Thursday, August 27, 2015
Court: Terror Victims Can Collect Funds Owed to Iranian Bank
By KENNETH OFGANG, Staff Writer
Persons who have obtained judgments against the Islamic Republic of Iran based on terrorist acts sponsored by that nation’s government can try to collect from moneys owed to the national bank, the Ninth U.S. Circuit Court of Appeals ruled yesterday.
Instrumentalities of a national government are not immune from the enforcement of judgments resulting from acts of terrorism, a rule that applies regardless of whether the instrumentality is an alter ego of the state, Judge Alex Kozinski wrote for the court.
Judge Susan P. Graber and Senior District Judge Dee Benson of the District of Utah, sitting by designation, concurred.
The panel affirmed an order by Senior U.S. District Judge Charles Breyer of the Northern District of California, denying Bank Melli’s motion to dismiss an effort by plaintiffs in four separate cases to collect some $17.6 million in payments that Visa Inc. allegedly owes the bank for facilitating Visa cards in Iran.
Visa has been unable to transfer the money since 2007 because of sanctions tied to Iran’s illicit nuclear program; the money has been deposited into the court’s registry. Bank Melli claims the money is not subject to the creditors’ claims because it is a legal entity independent of the Iranian government, because it doesn’t “own” the assets because they are blocked, and because the laws which the plaintiffs claim give them a right to the money were enacted after they obtained their judgments.
Those judgments, totaling more than $970 million, were based on four separate incidents in which Iran was found to be involved—the 1990 shooting of Rabbi Meir Kahane and others in New York, the 1996 bombing of the Khobar Towers in Saudi Arabia, the 2001 bombing of a Jerusalem restaurant, and the 2002 bombing of a cafeteria at Hebrew University in Jerusalem.

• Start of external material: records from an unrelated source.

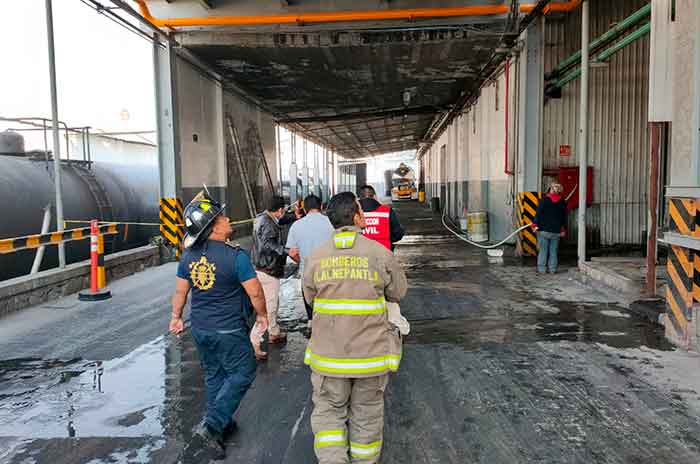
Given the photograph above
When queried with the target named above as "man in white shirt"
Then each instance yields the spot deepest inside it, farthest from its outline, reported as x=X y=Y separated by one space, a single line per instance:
x=308 y=233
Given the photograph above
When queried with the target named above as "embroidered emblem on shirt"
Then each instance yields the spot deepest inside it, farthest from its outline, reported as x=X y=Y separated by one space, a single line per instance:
x=202 y=274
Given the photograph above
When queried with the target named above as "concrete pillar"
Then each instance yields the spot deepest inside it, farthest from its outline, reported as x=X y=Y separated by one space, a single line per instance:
x=169 y=163
x=531 y=104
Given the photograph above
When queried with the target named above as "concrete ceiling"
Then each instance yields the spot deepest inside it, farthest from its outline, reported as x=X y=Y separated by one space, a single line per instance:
x=350 y=89
x=359 y=91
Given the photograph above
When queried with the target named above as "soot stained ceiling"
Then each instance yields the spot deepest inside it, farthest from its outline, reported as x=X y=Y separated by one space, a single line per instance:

While the Foreign Sovereign Immunities Act contains an exception for terrorism, Kozinski explained, an anomaly in the law prevented victims from enforcing their judgments until 2002, when Congress passed the Terrorism Risk Insurance Act, or TRIA, which permits execution against “the blocked assets of [a] terrorist party” or an agency or instrumentality of such a party.
In 2008, the abrogation of asset immunity was extended, by an amendment to the Foreign Sovereign Immunities Act, to funds that are not blocked, including those held by “a separate juridical entity.”
Kozinski said the two laws make it clear Congress intended to allow the plaintiffs to attach funds owned to a government instrumentality like Bank Melli. He rejected the bank’s claim that the attachment violates a 1955 treaty that bars “unreasonable or discriminatory measures” against Iranian companies doing business in the United States.
The treaty cannot be read as superseding the later-enacted statutes, the judge wrote.
“In any event, there’s nothing unreasonable, discriminatory or in violation of international law about waiving sovereign immunity for terrorism-based judgments,” he wrote. “Bank Melli’s assets aren’t subject to attachment because it’s an Iranian company, but because it’s an instrumentality of a state that has sponsored terrorism.”
He went on to reject the bank’s retroactivity argument, saying the statutes “do not impose retroactive liability on Iran—they merely provide a means of collection for judgments where liability has already been established.”
The question of whether the funds are “owned” by the bank, Kozinski said, must be answered under the debtor-creditor laws of California, where the money is located. The state’s Enforcement of Judgments Law makes clear that “a right to payment due or to become due” is an asset subject to attachment,” the judge noted.
The case is Bennett v. Bank Melli, 13-15442.